The primary goal of this work is to develop a new NASICON-structured glass-ceramic with high Li-ion conductivity. Therefore, this work introduces a new series of NASICON-type compositions based on the Li1+xCrx(GeyTi1-y)2-x(PO4)3 system. At first, a specific glass-ceramic composition of this system was synthesized by the melt-quenching method, followed by crystallization. The crystallization behavior of the precursor glass was examined by differential scanning calorimetry and infrared spectroscopy. The results indicate that the precursor glass presents homogeneous nucleation, has considerable glass stability and crystallizes a NASICON-like phase, which allows solid electrolytes to be obtained by the glass-ceramic route.
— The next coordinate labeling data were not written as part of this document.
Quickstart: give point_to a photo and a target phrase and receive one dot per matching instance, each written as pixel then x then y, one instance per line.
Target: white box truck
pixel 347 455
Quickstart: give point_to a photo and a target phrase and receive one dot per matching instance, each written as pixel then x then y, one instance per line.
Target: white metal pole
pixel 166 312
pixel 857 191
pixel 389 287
As a second step, we examine the effect of substituting Ti by Cr and Ge on the glass stability of the precursor glasses, on the structural parameters of NASICON-like phase and on the electrical properties of the glassceramics. Hence, a set of sixteen compositions of this system was synthesized. The results indicate that the glass stability increases when Ti is replaced by Ge and Cr. After crystallization, all the glass-ceramics present NASICON-like phase, and their lattice parameters decrease with Ge and increase with Cr content, making it possible to adjust the unit cell volume of the structure. Furthermore, the ionic conductivity and activation energy for lithium conduction in the glassceramics are notably dependent on the unit cell volume of the NASICON-type structure, achieving total ionic conductivities of up to 3x10-4 Ω−1cm−1. Finally, the electrochemical stability window of the NASICON-structured glass-ceramics of highest ionic conductivity is investigated. Cyclic voltammetry measurements were followed by in situ electrochemical impedance spectroscopy, enabling the effect of oxidation and reduction reactions on the electrical properties of the investigated glass-ceramics to be determined. X-ray photoelectron spectroscopy, in turn, was applied to determine which chemical species undergo reduction/oxidation. Our findings reveal that the electrochemical stability of this material is limited by the reduction of Ti+4 cations at low potentials and by the oxidation of O-2 anions at high potentials. A similar behavior at high potentials was also encountered for other well-known Li-ion conducting NASICON-like phosphate suggesting that the electrochemical behavior in oxidative potentials could be generalized for NASICON-structured phosphates.